Yetiştiriciler keçileri artık ‘öcü’ olarak görmüyor

Türkiye İstatistik Kurumu (TÜİK) 2012 verilerine göre ülkenin keçi varlığı 7 milyon 277 bin 953'e ulaştı.

Yetiştiriciler keçileri artık ‘öcü’ olarak görmüyor
banner98
Türkiye İstatistik Kurumu (TÜİK) 2012 verilerine göre ülkenin keçi varlığı 7 milyon 277 bin 953'e ulaştı.

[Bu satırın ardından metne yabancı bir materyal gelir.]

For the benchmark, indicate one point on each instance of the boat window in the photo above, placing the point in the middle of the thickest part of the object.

Geçmiş yıllara bakıldığında özellikle 1991-2009 arasında keçi sayısında ciddi bir gerileme söz konusuydu. Örneğin 1991'de 9 milyon 500 bin olan keçi sayısı 2009'da 5 milyona geriledi. Ancak, 2010 yılından itibaren bu alanda bir hareketliliğin olduğu gözlemleniyor. Ülkemizin keçi varlığı 2010'da 6 milyon 140 bin 622, 2011'de ise 7 milyon 126 bin 862 oldu. Alınan tedbir ve uygulamalarla son 4 yılda Türkiye'deki keçi sayısında artış oldu. Yüksek verimli süt keçisi sayısı 2 milyon 968 bin 157, kasaplık sayısı ise yıllık 1 milyon 254 bin 92 baş olarak kayıtlara geçmiş.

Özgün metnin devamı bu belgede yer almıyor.